Among DRA’s pre-filed and, alas, doomed exhibits is a report from the Centers for Disease Control saying antibiotic use in livestock production is most definitely in the scope of the problem of antibiotic resistance:
The use of antibiotics is the single most important factor leading to antibiotic resistance around the world. Antibiotics are among the most commonly prescribed drugs used in human medicine. However, up to 50% of all the antibiotics prescribed for people are not needed or are not optimally effective as prescribed. Antibiotics are also commonly used in food animals to prevent, control, and treat disease, and to promote the growth of food-producing animals. The use of antibiotics for promoting growth is not necessary, and the practice should be phased out. Recent guidance from the U.S. Food and Drug Administration (FDA) describes a pathway toward this goal. It is difficult to directly compare the amount of drugs used in food animals with the amount used in humans, but there is evidence that more antibiotics are used in food production [Centers for Disease Control, Antibiotic Resistance Threats in the United States, 2013, p. 11, included in Dakota Rural Action pre-hearing disclosure, 2016.08.29].
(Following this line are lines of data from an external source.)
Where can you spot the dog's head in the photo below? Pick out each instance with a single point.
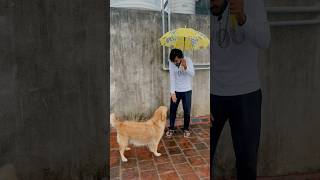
(161, 113)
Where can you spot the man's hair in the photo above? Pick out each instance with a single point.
(175, 53)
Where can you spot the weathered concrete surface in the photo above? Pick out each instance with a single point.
(290, 71)
(53, 95)
(138, 84)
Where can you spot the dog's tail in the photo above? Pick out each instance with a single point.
(114, 121)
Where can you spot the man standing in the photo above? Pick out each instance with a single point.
(238, 29)
(181, 74)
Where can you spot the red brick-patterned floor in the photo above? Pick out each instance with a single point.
(182, 158)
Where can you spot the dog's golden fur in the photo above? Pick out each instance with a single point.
(147, 133)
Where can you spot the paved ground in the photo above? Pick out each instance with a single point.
(181, 158)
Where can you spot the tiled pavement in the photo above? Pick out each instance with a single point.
(182, 158)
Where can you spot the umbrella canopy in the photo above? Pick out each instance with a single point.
(185, 39)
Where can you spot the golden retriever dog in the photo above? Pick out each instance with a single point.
(147, 133)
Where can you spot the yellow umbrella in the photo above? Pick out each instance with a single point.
(184, 39)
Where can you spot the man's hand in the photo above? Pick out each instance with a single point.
(184, 63)
(174, 97)
(237, 9)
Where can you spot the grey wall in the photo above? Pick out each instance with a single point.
(289, 71)
(138, 84)
(53, 95)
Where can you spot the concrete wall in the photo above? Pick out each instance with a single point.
(289, 71)
(53, 95)
(138, 84)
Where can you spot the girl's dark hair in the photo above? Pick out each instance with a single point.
(175, 53)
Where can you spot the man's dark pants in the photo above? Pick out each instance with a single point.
(244, 115)
(185, 97)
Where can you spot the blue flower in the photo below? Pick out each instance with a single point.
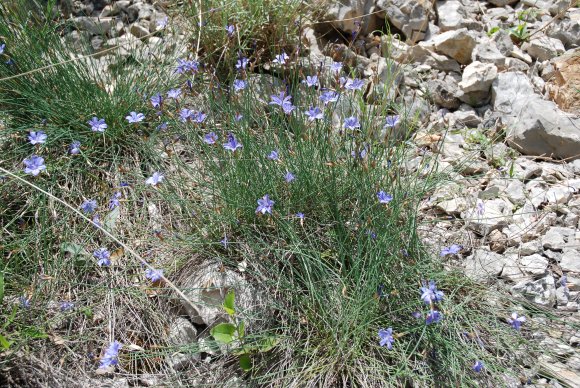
(210, 138)
(386, 337)
(156, 100)
(239, 85)
(114, 201)
(66, 306)
(516, 321)
(185, 114)
(351, 123)
(354, 84)
(336, 67)
(289, 177)
(328, 96)
(89, 206)
(433, 316)
(311, 80)
(430, 293)
(155, 179)
(242, 63)
(265, 205)
(281, 58)
(103, 256)
(184, 66)
(478, 366)
(384, 197)
(232, 144)
(154, 275)
(37, 137)
(111, 357)
(135, 117)
(34, 165)
(452, 250)
(174, 93)
(75, 147)
(391, 121)
(314, 114)
(97, 125)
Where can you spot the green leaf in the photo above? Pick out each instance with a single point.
(223, 333)
(111, 219)
(229, 303)
(246, 362)
(1, 286)
(4, 344)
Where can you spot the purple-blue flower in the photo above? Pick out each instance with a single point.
(452, 250)
(311, 80)
(232, 144)
(328, 96)
(97, 125)
(37, 137)
(185, 114)
(34, 165)
(265, 205)
(281, 58)
(174, 93)
(516, 321)
(89, 206)
(478, 366)
(66, 306)
(384, 197)
(391, 121)
(314, 114)
(433, 316)
(135, 117)
(103, 255)
(155, 179)
(351, 123)
(386, 337)
(75, 147)
(114, 201)
(242, 63)
(111, 356)
(239, 84)
(289, 177)
(210, 138)
(354, 84)
(430, 293)
(154, 274)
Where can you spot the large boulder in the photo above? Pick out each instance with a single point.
(534, 126)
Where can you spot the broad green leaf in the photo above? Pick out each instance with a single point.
(229, 302)
(4, 344)
(246, 362)
(224, 333)
(111, 219)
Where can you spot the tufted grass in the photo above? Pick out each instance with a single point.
(319, 276)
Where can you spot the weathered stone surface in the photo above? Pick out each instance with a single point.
(535, 126)
(457, 44)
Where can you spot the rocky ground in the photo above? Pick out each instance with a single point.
(493, 87)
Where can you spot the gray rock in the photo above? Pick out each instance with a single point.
(457, 44)
(182, 334)
(534, 264)
(409, 16)
(570, 261)
(544, 48)
(535, 126)
(541, 291)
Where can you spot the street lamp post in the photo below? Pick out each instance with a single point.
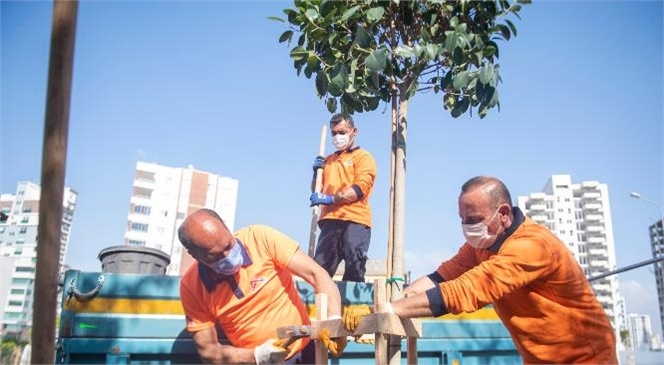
(638, 196)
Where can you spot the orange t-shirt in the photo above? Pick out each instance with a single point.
(539, 292)
(343, 170)
(257, 300)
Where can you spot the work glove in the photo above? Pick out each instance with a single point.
(336, 345)
(353, 315)
(368, 339)
(319, 163)
(270, 352)
(320, 199)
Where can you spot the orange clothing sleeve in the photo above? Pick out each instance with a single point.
(343, 170)
(258, 299)
(539, 292)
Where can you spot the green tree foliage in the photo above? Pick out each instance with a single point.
(363, 52)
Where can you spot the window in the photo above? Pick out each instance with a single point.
(140, 227)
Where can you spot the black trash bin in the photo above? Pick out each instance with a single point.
(134, 260)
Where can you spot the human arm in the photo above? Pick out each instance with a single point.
(305, 267)
(318, 165)
(519, 263)
(364, 178)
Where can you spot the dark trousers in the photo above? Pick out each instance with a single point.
(343, 240)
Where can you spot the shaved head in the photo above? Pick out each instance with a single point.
(495, 191)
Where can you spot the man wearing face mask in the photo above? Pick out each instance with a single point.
(536, 286)
(242, 283)
(345, 220)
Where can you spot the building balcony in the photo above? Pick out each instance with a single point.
(590, 195)
(594, 217)
(592, 206)
(596, 240)
(600, 263)
(539, 218)
(595, 229)
(597, 252)
(537, 207)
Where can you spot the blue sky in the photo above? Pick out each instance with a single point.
(207, 83)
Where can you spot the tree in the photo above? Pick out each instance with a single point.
(362, 53)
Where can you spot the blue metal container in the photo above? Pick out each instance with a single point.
(110, 318)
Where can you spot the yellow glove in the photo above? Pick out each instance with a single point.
(353, 315)
(336, 346)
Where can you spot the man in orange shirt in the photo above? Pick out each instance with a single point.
(536, 286)
(345, 220)
(242, 284)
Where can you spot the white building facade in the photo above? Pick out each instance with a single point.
(580, 215)
(640, 332)
(163, 196)
(18, 246)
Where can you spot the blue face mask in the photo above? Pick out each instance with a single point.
(230, 264)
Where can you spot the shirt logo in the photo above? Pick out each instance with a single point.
(257, 282)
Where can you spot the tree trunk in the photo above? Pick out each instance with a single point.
(54, 156)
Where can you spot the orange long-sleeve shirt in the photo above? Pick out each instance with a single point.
(539, 292)
(354, 167)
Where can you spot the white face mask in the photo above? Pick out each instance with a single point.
(229, 264)
(341, 141)
(477, 235)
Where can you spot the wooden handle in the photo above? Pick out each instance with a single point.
(315, 211)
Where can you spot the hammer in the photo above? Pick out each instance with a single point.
(293, 333)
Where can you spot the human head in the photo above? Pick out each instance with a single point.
(342, 128)
(205, 236)
(486, 199)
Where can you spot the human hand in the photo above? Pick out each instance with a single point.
(320, 199)
(319, 163)
(336, 345)
(270, 352)
(353, 315)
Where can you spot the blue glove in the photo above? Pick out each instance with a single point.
(319, 162)
(320, 199)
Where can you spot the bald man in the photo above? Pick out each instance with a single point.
(536, 286)
(242, 283)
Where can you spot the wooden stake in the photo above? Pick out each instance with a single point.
(321, 315)
(318, 186)
(54, 158)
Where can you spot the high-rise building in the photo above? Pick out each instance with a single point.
(657, 246)
(580, 215)
(18, 246)
(163, 196)
(640, 333)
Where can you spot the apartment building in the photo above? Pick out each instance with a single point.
(640, 332)
(656, 232)
(580, 215)
(18, 247)
(163, 196)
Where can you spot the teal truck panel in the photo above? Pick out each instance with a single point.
(109, 318)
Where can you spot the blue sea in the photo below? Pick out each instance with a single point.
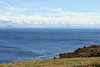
(18, 45)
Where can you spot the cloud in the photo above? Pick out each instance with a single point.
(48, 17)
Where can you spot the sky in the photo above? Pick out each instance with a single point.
(50, 13)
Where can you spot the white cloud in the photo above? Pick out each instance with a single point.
(59, 17)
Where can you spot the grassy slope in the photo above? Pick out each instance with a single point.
(91, 55)
(63, 62)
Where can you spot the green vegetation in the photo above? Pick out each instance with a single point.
(82, 57)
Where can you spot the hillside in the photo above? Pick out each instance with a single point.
(82, 57)
(91, 51)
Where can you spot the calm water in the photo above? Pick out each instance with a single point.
(18, 45)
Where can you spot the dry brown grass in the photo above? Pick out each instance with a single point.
(64, 62)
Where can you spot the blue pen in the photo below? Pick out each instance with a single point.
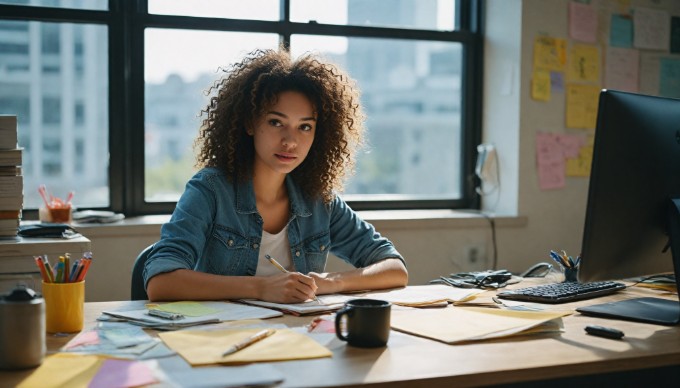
(556, 256)
(72, 274)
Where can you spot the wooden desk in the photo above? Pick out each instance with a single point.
(648, 353)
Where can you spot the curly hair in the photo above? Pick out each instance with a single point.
(250, 87)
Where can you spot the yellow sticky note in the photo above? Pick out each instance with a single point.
(584, 63)
(580, 166)
(582, 103)
(205, 347)
(540, 85)
(64, 370)
(549, 53)
(190, 309)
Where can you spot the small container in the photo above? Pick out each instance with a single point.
(22, 329)
(57, 215)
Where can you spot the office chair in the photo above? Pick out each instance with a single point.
(137, 290)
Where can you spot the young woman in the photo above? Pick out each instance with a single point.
(276, 143)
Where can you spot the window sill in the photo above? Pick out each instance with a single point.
(381, 219)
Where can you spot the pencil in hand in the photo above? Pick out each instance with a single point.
(280, 267)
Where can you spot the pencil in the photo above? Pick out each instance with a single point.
(280, 267)
(260, 335)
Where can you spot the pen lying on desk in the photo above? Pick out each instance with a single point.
(260, 335)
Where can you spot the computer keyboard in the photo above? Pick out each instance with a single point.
(562, 292)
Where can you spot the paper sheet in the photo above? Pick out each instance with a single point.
(582, 22)
(427, 295)
(199, 347)
(582, 102)
(652, 29)
(227, 311)
(64, 370)
(584, 63)
(622, 69)
(549, 53)
(463, 324)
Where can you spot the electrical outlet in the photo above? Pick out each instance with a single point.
(475, 254)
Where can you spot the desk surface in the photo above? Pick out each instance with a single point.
(415, 361)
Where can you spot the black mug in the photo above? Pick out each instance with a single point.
(367, 322)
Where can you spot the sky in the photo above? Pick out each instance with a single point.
(190, 53)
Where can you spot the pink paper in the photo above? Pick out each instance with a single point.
(582, 22)
(122, 373)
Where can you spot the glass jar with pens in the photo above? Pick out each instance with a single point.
(568, 265)
(56, 210)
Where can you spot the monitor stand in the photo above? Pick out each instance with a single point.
(649, 310)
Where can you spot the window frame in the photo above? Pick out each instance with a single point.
(127, 21)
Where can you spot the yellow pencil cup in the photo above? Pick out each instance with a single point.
(64, 303)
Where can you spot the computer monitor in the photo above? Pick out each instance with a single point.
(634, 175)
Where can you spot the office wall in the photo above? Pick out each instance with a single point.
(512, 119)
(529, 221)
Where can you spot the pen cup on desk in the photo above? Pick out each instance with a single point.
(570, 274)
(64, 303)
(57, 215)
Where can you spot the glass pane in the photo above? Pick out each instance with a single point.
(176, 81)
(53, 76)
(416, 14)
(230, 9)
(74, 4)
(411, 92)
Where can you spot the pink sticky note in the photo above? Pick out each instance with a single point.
(122, 373)
(582, 22)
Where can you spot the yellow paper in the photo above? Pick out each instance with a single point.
(190, 309)
(584, 63)
(462, 324)
(540, 85)
(549, 53)
(581, 166)
(199, 347)
(582, 103)
(64, 370)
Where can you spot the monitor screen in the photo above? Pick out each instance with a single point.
(635, 171)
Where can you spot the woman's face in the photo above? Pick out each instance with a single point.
(284, 134)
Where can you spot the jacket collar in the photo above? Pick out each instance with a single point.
(245, 198)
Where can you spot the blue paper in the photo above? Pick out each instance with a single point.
(669, 77)
(621, 31)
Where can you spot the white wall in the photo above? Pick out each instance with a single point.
(529, 222)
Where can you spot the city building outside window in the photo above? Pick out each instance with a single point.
(109, 94)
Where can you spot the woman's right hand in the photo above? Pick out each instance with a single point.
(291, 287)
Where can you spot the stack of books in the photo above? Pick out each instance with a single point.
(11, 179)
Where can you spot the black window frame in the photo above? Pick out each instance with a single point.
(127, 20)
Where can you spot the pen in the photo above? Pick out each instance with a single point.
(280, 267)
(165, 314)
(260, 335)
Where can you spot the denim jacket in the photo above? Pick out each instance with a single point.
(216, 228)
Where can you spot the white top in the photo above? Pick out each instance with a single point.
(278, 247)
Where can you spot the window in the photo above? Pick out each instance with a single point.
(109, 94)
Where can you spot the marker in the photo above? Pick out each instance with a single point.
(260, 335)
(165, 314)
(280, 267)
(606, 332)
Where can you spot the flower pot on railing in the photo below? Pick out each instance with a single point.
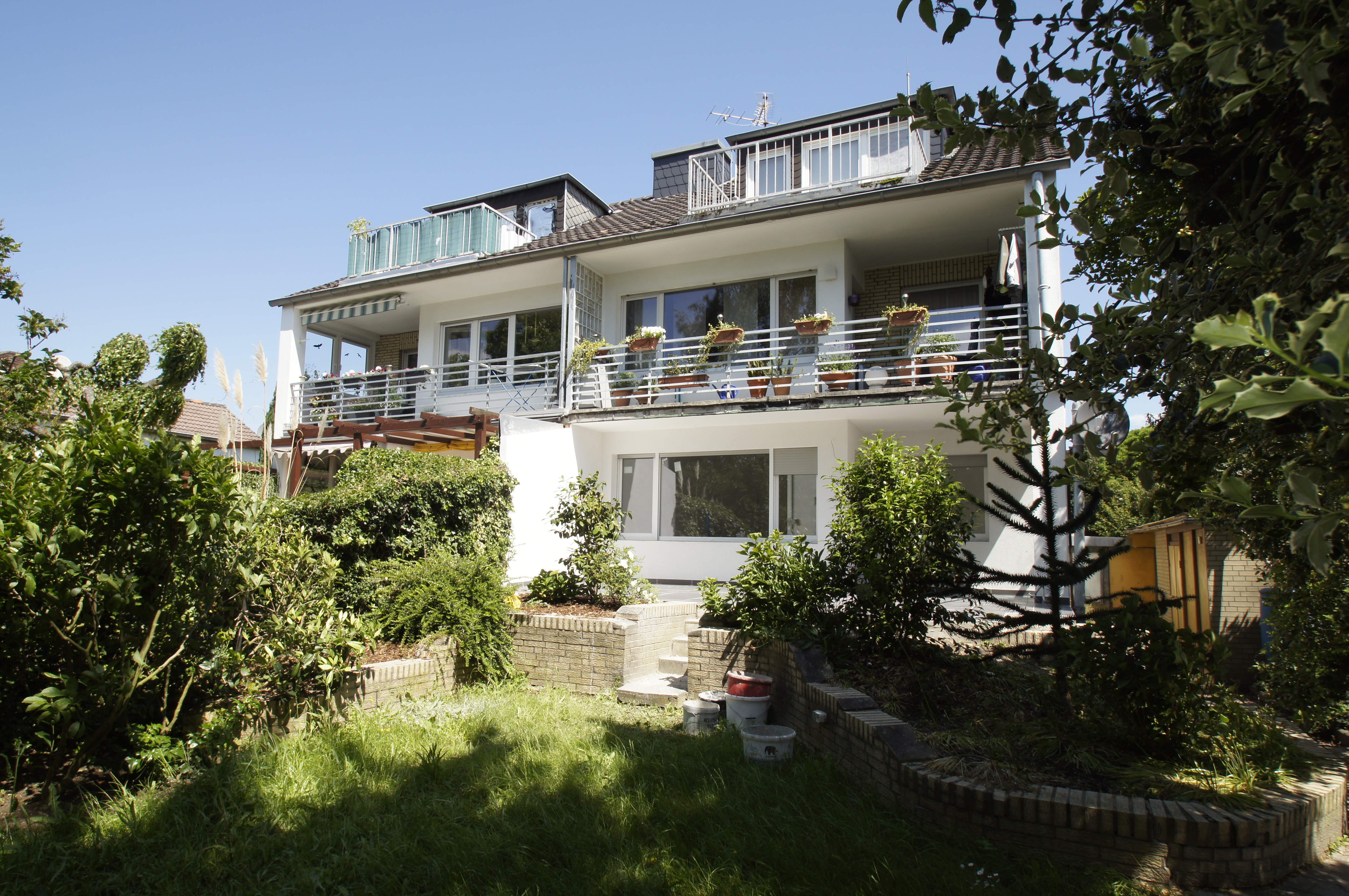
(942, 366)
(683, 381)
(907, 316)
(838, 380)
(813, 327)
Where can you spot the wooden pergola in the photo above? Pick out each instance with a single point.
(430, 430)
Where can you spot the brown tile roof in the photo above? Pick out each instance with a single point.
(991, 157)
(203, 419)
(648, 214)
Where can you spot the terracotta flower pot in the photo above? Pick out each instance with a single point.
(908, 318)
(838, 380)
(683, 381)
(813, 327)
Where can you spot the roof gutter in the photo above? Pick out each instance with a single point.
(779, 212)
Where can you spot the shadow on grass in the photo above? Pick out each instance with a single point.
(502, 805)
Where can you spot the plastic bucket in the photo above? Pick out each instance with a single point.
(701, 717)
(746, 710)
(768, 744)
(748, 685)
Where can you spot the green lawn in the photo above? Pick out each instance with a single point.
(511, 791)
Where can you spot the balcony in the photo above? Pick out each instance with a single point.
(514, 385)
(829, 157)
(853, 357)
(465, 233)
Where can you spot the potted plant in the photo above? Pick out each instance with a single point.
(837, 372)
(625, 384)
(940, 361)
(815, 324)
(906, 315)
(676, 374)
(645, 339)
(724, 334)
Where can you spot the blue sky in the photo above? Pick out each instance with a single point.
(168, 161)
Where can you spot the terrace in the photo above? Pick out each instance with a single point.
(779, 363)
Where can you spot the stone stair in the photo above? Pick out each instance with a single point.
(670, 685)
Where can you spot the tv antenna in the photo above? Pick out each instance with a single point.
(759, 121)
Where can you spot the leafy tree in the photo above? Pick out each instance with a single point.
(1217, 133)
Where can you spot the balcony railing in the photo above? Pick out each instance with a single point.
(849, 153)
(466, 231)
(860, 355)
(509, 385)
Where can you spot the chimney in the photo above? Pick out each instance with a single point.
(670, 169)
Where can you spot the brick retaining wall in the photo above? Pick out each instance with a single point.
(1150, 840)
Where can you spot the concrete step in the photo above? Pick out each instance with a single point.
(676, 664)
(655, 690)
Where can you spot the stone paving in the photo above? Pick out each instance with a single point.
(1328, 879)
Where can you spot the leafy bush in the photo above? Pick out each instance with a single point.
(138, 587)
(597, 571)
(448, 594)
(777, 593)
(404, 505)
(1306, 671)
(896, 542)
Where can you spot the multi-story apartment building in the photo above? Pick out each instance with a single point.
(478, 308)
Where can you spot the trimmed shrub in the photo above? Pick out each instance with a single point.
(448, 594)
(404, 505)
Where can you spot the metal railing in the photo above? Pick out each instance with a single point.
(859, 355)
(465, 231)
(846, 153)
(508, 385)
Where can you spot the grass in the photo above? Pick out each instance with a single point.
(511, 791)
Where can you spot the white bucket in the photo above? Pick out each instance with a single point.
(701, 717)
(768, 744)
(746, 710)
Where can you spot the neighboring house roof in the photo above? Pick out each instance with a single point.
(203, 419)
(647, 214)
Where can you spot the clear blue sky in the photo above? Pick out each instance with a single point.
(169, 161)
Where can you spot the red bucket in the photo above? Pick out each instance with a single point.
(748, 685)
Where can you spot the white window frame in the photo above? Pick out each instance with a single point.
(772, 299)
(657, 463)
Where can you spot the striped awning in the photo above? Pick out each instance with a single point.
(354, 310)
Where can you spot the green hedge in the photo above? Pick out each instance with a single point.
(404, 505)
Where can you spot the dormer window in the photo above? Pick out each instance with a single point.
(542, 218)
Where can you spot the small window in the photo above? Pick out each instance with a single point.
(714, 496)
(542, 218)
(969, 472)
(796, 484)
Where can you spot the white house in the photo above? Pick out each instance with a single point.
(478, 307)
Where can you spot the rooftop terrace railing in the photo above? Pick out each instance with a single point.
(477, 230)
(508, 385)
(859, 355)
(838, 154)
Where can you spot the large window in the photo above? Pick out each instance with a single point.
(720, 496)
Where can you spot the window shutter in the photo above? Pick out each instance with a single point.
(795, 462)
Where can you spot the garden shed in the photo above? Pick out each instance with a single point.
(1182, 559)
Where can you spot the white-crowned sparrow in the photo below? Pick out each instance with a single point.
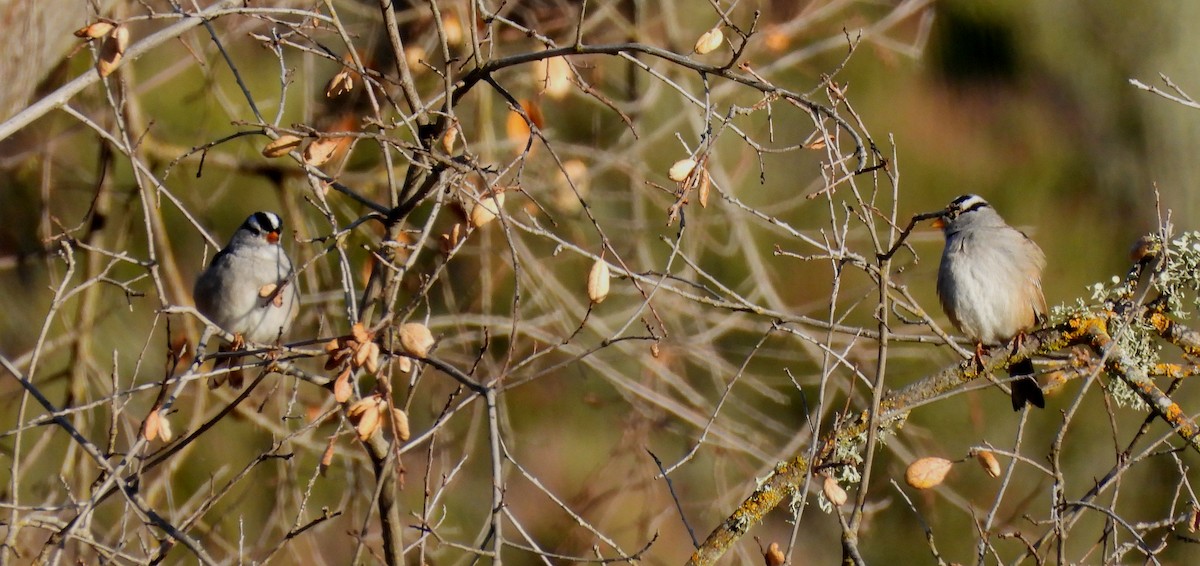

The feds (and McDonald’s!) launched anti-antibiotic resistance measures in April 2015.
The pork producers’ lawyer said there aren’t “any clearly objective scientific standards” related to CAFO-poop-induced antibiotic resistance. But there’s certainly science on the subject:
“We found a clear link between antibiotic resistant genes in soil and manure spreading. It’s quite unique,” says co-author Professor Bent Christensen from the Department of Agroecology, Aarhus University, Denmark. Christensen manages the Danish soil archive project—the so-called ‘Askov Long-Term Experiment’—which was used in the study.
The discovery is published in the scientific journal Nature Scientific Reports [Anne Ringgaard, “Manure Can Spread Antibiotic Resistance,” ScienceNordic, 2016.03.10].
But hey, we wouldn’t want DENR looking at that big scientific picture, especially not when it could call into question the practices an impending Republican gubernatorial candidate’s favorite big industry.